Application of neural network for automatic symbol recognition in production of electronic navigation charts from paper charts
This research boarded on a novel initiative to replace the error-prone and labour-intensive process of converting Paper Nautical Chart (PNC) symbols to Electronic Navigational Chart (ENC) symbols with a more efficient and automated manner using Artificial Intelligence (AI). The proposed method applies the Convolutional Neural Network and YOLOv5 model to recognise and convert symbols from PNC into their corresponding ENC formats. The model's competence was evaluated with performance metrics including Precision, Recall, Average Precision, and mean Average Precision. Among the different variations of the YOLOv5 models tested, the YOLOv5m version revealed the best performance achieving a mean Average Precision of 0 ⋅ 837 for all features.
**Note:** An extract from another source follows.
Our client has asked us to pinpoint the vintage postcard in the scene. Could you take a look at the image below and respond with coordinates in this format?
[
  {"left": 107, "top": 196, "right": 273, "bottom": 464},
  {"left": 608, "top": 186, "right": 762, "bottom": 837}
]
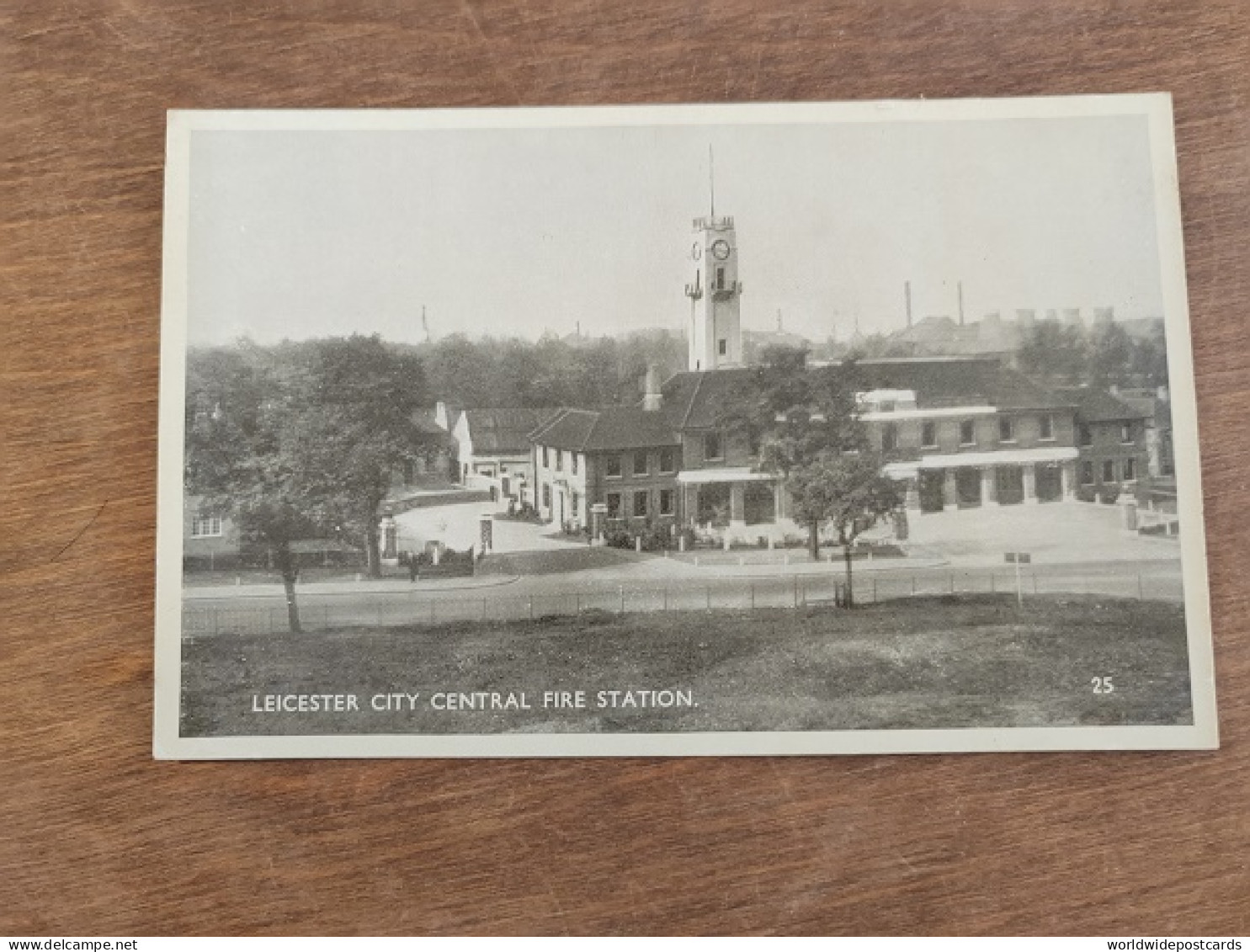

A confusion matrix was used to visualise the model's classification accuracy for various chart symbols, underlining strengths and identifying areas for improvements. While the model has demonstrated high ability in identifying symbols like ‘Obstruction’ and ‘Major/Minor Lights’, it exhibited lesser accuracy with ‘Visible Wreck’ and ‘Background’ categories. Further, the developed graphical user interface (GUI) allowed users to interact with the artificial neural network model without demanding detailed knowledge of the underlying programming or model architecture.